Ebly is the brand name of a wholegrain pure durum wheat harvested from wheat grown in Central France. The brand is so well known in France that the word is now used generally for this wheat. It can be boiled, baked in casseroles, steamed or fried. Ebly has a nutty flavour and absorbs other flavours really well. I often use it in a salad or in place of rice or pasta. This salad has a Moroccan feel to it, but you can change it around as you like. You could include diced tomatoes, diced capsicum, spring onions or red onion. Pomegranate seeds work really well instead of the fresh figs (use 4 tbsp).

250 g Ebly wheat

40 ml extra virgin olive oil

40 ml lemon juice

3–5 tbsp Moroccan ras el hanout spice mix

pinch of chilli flakes (optional)

2 handfuls of roasted almonds

1 diced Lebanese cucumber

2 handfuls of raisins

2 tbsp each of chopped mint, parsley and coriander

2 tbsp of diced preserved lemon (skin only)

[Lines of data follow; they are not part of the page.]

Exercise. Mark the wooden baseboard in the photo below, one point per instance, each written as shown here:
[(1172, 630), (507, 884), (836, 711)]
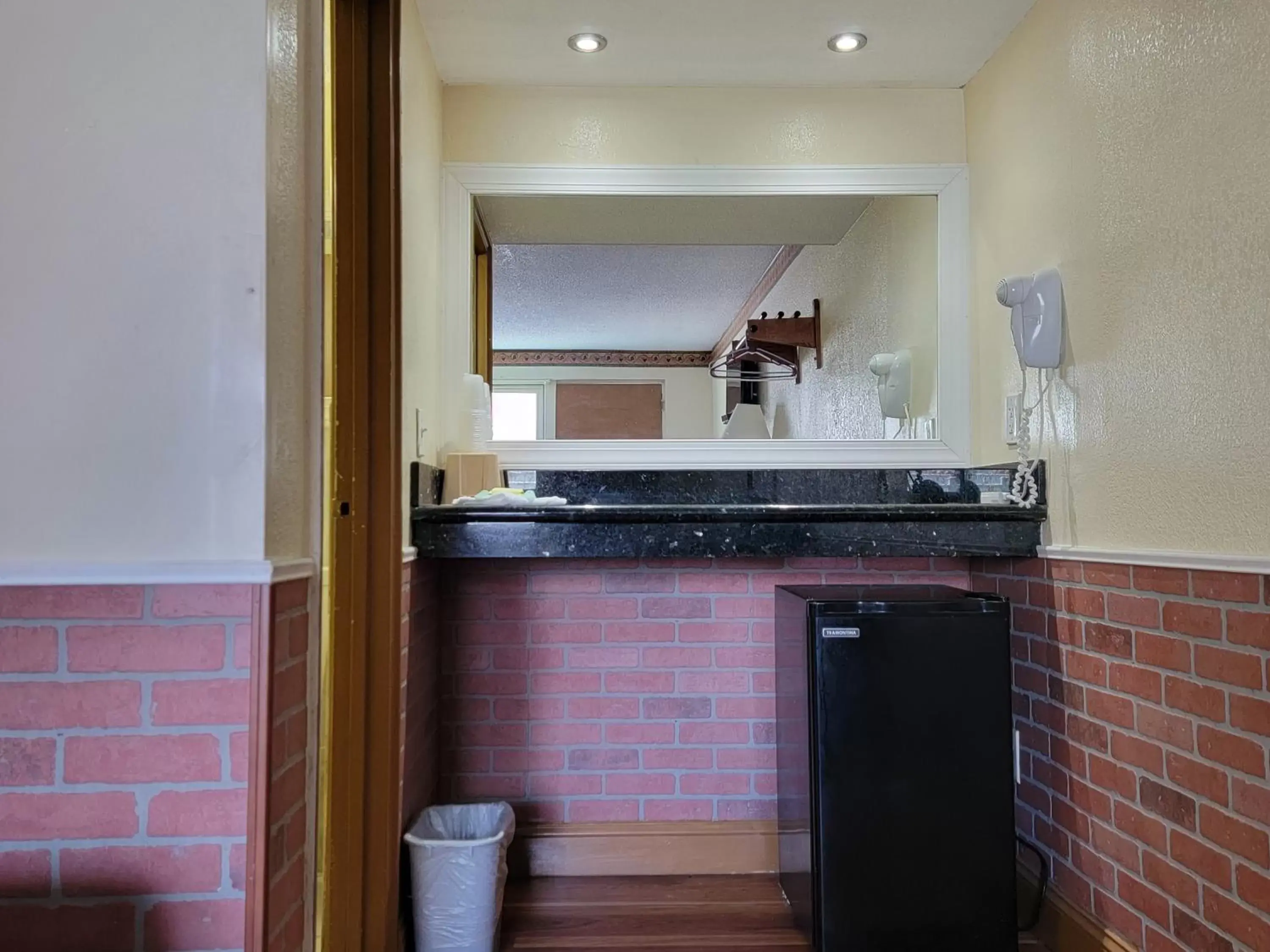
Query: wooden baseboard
[(1067, 928), (690, 848)]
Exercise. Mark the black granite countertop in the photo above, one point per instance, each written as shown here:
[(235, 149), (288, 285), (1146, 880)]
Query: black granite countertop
[(741, 513), (728, 513)]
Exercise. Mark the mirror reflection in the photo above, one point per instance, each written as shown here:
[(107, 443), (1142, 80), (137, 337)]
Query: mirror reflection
[(709, 318)]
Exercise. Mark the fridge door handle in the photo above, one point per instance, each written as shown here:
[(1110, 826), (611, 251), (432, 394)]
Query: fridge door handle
[(1019, 759)]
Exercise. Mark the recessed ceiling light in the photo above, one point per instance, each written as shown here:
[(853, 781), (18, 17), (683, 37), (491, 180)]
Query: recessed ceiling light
[(848, 42), (587, 42)]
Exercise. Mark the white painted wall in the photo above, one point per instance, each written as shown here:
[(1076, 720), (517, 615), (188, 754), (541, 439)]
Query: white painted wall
[(293, 517), (133, 268), (421, 247), (687, 391)]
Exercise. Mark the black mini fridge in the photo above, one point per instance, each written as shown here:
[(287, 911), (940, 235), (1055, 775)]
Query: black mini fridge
[(896, 767)]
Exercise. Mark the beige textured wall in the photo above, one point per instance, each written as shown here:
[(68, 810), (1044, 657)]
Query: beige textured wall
[(879, 292), (1127, 143), (703, 126), (421, 244), (294, 276)]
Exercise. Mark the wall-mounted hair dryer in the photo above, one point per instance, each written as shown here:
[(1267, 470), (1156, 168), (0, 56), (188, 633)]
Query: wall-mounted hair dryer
[(895, 374), (1035, 316)]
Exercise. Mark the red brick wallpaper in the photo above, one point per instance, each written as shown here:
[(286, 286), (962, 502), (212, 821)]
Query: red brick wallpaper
[(290, 818), (586, 691), (1142, 700), (124, 767), (421, 660)]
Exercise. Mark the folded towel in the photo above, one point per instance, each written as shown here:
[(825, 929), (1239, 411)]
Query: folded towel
[(508, 499)]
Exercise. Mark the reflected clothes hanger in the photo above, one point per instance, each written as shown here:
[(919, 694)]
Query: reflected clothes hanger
[(775, 362)]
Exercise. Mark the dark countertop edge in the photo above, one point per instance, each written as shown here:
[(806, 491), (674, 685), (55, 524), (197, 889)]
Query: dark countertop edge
[(728, 513)]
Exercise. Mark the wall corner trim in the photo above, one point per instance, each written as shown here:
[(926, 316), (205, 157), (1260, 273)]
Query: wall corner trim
[(1162, 559), (262, 572), (644, 848)]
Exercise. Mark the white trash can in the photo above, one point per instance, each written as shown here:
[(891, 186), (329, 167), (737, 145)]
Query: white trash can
[(458, 872)]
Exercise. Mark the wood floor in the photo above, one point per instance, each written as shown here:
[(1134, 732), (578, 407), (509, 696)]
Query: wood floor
[(653, 914)]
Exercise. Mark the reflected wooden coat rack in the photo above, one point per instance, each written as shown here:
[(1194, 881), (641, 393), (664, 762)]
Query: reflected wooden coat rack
[(774, 344)]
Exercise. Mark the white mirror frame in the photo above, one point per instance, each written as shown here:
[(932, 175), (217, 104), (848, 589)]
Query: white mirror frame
[(949, 183)]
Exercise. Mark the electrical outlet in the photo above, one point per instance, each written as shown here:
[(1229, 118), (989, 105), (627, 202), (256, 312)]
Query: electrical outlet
[(421, 433), (1014, 412)]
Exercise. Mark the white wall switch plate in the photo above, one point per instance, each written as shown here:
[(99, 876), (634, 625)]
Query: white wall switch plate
[(421, 433), (1014, 412)]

4–5 fresh figs quartered or cut into eighths (depending on their size)

salt and pepper

Cook the Ebly in boiling salted water for 10–12 minutes till soft. Drain.

While warm, add the olive oil, lemon juice, ras el hanout and chilli flakes if you’re using them.

Gently but thoroughly mix in the rest of the ingredients. Taste and season.